An American dies in Syria fighting for ISIS. Israel and Hamas agree to an open-ended ceasefire. And Burger King moves its buns north.
It's Wednesday, and here are the "5 things to know for your New Day."
AMERICANS FIGHTING FOR ISIS
American Douglas McAuthur McCain died over the weekend, fighting for the Islamist group ISIS in Syria. The news shocked many in the United States, but State Department spokeswoman Marie Harf says "Dozens of Americans, perhaps up to 100," are among those who have tried to join various militant groups there. The developments come as Washington is weighing its options and may expand its airstrikes against ISIS from Iraq to Syria.
Truce and talks:
After more than seven weeks of heavy fighting, Israel and Hamas have agreed to an open-ended ceasefire. The truce announced yesterday puts off dealing with core long-term issues on both sides of a bitter conflict that has killed around 2,200 people. But Israel agreed to ease the blockade on Gaza, open border crossings for more aid to pass through and extend the fishing limit off the coast to 6 miles, according to a senior Egyptian government official.

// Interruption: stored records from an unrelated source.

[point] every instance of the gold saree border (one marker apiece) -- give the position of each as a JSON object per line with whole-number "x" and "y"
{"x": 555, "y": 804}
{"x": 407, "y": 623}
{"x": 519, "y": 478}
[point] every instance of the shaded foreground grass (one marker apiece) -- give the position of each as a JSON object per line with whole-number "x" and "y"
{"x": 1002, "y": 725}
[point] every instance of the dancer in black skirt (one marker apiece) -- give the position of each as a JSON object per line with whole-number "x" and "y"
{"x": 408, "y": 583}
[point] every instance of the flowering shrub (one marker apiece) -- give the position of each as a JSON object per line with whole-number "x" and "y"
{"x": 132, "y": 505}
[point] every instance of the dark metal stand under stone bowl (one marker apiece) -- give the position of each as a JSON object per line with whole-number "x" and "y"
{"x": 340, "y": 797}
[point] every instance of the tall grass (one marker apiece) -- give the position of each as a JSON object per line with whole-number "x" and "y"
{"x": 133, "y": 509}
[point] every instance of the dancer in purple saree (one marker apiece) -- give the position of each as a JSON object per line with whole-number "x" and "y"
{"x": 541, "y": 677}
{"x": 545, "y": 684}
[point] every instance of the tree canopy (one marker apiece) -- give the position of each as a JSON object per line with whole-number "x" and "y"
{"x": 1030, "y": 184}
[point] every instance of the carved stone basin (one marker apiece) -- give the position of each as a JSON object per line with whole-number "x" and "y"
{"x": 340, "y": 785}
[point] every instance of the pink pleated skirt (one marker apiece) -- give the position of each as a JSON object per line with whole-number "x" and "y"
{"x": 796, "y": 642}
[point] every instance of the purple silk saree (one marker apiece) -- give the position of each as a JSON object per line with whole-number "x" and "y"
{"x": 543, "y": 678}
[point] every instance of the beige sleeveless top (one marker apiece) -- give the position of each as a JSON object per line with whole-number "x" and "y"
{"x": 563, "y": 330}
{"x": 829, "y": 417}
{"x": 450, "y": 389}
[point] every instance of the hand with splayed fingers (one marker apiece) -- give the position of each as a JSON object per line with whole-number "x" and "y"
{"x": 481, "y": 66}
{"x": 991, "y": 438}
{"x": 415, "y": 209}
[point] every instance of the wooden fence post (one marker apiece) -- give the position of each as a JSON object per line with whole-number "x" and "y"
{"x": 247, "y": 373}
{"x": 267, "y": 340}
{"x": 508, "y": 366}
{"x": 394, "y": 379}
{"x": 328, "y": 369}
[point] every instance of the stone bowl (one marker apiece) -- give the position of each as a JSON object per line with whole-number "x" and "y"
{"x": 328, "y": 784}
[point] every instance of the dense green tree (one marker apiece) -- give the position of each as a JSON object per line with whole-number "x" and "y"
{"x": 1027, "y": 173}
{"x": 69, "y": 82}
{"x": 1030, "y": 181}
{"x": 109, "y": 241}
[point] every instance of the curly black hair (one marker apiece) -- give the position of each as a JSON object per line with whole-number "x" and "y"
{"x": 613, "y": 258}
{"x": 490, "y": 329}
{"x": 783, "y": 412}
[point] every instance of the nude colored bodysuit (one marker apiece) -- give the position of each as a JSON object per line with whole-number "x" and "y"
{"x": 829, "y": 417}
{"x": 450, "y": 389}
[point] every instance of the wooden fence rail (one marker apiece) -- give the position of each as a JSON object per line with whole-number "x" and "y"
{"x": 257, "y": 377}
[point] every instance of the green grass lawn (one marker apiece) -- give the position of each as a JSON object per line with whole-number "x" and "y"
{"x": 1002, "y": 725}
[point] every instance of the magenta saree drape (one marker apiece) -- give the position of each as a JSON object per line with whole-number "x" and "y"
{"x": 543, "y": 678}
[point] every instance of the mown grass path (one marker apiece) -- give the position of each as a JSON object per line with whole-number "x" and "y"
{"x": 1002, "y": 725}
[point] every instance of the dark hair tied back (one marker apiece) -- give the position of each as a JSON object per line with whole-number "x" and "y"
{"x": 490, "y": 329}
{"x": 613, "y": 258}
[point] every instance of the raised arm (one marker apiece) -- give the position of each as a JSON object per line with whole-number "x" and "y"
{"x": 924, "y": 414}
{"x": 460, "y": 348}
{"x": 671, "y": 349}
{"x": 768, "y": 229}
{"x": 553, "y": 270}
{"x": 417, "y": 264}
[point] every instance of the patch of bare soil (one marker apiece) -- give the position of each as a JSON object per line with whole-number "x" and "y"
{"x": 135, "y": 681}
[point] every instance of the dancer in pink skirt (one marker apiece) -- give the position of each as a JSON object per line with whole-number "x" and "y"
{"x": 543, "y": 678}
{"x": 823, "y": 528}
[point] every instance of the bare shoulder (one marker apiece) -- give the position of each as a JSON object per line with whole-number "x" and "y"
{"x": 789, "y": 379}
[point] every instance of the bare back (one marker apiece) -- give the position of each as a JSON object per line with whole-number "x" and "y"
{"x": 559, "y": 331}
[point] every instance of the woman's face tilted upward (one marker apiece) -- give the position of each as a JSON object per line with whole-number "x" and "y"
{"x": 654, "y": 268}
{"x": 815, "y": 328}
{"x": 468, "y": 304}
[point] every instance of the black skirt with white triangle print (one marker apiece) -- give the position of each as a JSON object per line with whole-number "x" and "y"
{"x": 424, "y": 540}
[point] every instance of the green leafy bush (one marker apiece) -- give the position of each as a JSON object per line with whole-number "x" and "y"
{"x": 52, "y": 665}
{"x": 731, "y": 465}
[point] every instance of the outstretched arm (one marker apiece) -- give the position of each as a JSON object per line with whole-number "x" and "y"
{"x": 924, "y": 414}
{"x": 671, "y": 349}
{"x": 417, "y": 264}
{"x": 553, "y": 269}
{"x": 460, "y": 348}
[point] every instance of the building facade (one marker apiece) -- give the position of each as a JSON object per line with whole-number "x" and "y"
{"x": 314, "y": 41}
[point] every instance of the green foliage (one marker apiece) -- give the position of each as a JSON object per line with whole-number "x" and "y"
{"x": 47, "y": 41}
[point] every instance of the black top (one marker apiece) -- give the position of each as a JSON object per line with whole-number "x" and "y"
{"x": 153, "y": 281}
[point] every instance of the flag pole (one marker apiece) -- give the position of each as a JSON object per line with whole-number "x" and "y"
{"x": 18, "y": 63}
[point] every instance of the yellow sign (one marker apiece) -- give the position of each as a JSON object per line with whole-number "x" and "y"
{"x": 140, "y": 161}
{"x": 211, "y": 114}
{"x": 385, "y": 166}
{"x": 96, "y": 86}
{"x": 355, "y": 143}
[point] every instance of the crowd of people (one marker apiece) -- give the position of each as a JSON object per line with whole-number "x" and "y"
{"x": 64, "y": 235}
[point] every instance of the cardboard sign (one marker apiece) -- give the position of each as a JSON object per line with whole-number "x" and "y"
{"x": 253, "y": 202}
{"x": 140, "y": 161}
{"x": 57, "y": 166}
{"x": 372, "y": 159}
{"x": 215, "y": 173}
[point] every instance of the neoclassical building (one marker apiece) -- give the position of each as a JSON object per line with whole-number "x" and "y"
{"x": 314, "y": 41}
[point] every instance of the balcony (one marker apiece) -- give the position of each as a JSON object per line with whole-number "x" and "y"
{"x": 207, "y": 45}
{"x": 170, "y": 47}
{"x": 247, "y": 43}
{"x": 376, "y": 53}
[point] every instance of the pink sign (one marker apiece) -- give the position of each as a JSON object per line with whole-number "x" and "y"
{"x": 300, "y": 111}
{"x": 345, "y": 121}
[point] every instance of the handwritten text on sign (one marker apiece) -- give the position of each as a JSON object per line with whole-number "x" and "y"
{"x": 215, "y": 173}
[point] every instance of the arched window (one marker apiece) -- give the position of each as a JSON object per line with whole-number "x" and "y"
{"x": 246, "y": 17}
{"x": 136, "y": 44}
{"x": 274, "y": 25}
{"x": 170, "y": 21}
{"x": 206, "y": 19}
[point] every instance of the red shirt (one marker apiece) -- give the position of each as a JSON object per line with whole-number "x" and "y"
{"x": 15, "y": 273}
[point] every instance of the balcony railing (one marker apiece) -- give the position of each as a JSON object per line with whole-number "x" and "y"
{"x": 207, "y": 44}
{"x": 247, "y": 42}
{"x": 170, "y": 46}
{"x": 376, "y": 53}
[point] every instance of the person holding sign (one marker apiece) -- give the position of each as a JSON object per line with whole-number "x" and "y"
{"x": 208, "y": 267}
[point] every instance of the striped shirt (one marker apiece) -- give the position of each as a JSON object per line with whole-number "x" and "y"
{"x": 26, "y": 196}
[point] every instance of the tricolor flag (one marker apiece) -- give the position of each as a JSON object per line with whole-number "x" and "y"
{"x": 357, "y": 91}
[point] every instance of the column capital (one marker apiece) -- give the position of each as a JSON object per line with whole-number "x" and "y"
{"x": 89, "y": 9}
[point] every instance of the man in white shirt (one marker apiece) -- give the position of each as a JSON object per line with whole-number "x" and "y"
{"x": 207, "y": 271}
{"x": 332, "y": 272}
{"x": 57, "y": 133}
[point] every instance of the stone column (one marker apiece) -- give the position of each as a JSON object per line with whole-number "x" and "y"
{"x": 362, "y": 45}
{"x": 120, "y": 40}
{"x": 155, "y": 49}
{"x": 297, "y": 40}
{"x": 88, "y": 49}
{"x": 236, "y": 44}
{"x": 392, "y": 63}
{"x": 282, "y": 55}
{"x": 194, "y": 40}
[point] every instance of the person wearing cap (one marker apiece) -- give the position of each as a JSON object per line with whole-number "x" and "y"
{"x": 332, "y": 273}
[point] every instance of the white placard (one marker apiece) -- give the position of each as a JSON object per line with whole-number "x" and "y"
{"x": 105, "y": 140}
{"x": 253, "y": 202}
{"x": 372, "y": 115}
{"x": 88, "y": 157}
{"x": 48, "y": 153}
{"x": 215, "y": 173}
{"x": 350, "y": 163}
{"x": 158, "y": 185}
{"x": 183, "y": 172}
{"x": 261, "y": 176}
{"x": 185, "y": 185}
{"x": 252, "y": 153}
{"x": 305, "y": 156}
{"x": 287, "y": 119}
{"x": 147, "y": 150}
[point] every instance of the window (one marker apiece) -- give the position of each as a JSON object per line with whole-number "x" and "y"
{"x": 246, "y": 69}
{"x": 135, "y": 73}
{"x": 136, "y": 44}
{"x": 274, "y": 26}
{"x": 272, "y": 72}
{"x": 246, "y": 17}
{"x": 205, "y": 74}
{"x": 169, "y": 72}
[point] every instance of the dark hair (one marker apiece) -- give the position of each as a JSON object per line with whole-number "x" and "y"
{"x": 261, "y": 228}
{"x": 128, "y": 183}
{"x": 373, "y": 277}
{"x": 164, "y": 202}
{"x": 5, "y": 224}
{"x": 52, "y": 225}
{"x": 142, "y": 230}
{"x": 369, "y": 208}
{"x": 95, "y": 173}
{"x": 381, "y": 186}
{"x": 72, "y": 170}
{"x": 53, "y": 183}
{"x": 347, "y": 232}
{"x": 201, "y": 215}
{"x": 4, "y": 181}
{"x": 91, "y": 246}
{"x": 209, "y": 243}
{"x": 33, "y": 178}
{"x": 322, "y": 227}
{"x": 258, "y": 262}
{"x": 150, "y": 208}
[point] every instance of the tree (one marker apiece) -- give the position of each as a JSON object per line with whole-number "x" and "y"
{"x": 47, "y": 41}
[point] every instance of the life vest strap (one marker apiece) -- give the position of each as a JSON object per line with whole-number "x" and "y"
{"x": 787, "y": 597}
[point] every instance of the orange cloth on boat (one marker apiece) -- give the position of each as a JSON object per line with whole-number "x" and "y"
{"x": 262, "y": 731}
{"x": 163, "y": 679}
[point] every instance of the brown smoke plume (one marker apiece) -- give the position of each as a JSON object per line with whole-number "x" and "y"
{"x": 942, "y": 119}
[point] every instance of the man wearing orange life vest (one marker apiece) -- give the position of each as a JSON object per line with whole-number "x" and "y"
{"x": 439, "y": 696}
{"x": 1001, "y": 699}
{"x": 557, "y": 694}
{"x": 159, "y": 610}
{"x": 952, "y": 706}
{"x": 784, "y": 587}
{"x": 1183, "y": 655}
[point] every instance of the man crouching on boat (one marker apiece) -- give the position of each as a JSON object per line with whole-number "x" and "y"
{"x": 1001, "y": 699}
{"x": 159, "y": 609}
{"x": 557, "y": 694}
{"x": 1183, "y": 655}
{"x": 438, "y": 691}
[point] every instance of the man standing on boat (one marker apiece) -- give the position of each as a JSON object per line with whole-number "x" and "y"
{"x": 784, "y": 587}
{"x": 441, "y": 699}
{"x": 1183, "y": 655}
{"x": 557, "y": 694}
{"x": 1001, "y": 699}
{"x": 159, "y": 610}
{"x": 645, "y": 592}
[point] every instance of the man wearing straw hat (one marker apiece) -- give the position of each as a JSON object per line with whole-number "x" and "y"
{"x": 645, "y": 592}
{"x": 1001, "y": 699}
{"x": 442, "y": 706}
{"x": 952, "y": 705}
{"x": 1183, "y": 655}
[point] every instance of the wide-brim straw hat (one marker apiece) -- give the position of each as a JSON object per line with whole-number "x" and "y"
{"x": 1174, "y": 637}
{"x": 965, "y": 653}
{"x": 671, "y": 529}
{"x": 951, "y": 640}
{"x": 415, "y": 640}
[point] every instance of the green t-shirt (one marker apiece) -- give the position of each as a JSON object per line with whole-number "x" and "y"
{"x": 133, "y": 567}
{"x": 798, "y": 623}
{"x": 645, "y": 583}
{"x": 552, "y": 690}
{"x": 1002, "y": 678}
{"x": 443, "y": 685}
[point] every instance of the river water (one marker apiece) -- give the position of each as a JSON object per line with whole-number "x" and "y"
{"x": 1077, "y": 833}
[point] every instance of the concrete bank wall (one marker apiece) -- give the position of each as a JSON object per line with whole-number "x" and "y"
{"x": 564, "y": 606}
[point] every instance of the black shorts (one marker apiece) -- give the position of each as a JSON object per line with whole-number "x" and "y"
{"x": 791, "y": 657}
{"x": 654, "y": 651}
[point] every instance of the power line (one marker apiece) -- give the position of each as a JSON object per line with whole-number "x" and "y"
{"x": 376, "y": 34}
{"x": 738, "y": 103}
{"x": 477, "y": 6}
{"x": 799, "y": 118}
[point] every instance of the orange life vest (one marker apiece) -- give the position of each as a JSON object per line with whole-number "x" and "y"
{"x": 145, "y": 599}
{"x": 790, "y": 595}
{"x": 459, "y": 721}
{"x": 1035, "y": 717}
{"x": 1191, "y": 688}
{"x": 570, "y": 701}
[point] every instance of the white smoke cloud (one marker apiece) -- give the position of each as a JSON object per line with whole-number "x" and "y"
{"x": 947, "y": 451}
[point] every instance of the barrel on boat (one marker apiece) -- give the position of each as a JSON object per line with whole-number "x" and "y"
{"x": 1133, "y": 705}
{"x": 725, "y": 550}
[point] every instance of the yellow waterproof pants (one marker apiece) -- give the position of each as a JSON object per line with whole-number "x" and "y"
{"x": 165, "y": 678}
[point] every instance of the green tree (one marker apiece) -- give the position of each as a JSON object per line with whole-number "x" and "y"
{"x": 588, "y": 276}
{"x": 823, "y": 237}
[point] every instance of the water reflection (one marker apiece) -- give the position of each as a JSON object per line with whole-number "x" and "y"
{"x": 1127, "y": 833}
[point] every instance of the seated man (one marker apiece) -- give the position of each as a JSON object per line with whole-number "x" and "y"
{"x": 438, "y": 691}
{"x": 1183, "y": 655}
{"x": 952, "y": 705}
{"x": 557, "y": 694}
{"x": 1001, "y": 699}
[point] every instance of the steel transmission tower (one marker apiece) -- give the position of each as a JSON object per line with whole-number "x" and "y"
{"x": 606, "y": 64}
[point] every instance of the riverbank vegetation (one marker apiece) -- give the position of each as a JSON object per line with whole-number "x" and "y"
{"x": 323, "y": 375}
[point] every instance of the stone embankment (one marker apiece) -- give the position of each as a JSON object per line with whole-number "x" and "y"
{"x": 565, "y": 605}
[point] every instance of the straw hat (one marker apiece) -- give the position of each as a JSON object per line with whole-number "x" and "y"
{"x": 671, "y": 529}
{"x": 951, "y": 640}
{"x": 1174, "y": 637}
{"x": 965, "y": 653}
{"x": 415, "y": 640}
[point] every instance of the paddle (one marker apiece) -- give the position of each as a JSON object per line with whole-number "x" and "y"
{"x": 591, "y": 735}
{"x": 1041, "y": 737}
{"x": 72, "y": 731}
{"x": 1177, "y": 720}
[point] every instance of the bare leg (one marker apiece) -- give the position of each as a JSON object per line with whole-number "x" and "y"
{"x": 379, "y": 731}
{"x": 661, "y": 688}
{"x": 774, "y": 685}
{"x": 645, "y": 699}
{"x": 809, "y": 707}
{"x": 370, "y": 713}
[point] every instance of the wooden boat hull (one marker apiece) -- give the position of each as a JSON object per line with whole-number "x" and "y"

Both sides agreed to return to Cairo for further Egyptian-mediated talks, the official said.
MICHAEL BROWN SHOOTING
Could a newly released audio recording provide more clues on what led up to Michael Brown's shooting death? The FBI has questioned a man who says he recorded audio of gunfire at the time Brown was shot by Ferguson, Missouri, police on August 9, the man's attorney told CNN. In the recording, a quick series of shots can be heard, followed by a pause and then another quick succession of shots. It's difficult to prove from the audio why the pause took place or which narrative of events it supports. There are conflicting stories of what happened that day.
Dollars to doughnuts:
Burger King is heading north of the border. The chain has announced a deal to buy Canadian doughnut chain Tim Hortons and will base itself in Canada. It's a controversial move. Critics says Burger King is doing it to save on taxes. It's a charge the company denies. Burger King said Canada is where it will have 80% of its outlets once the deal is complete. Overall, it expects about two-thirds of its revenue to come from Canada, one-fifth from the United States and the rest from overseas locations.
Cutting its workforce:
Turner Broadcasting, CNN's parent company, has announced a voluntary buyout program for about 6% of its U.S.-based employees. The corporation is trying to increase profitability across Turner's portfolio of cable channels, which include CNN, TNT, TBS, truTV, HLN, Turner Classic Movies and Cartoon Network. The effort could eventually involve layoffs and other cost-cutting measures, as well. They buyout is being offered to employees who have been with the company for more than 10 years and are at least 55 years old.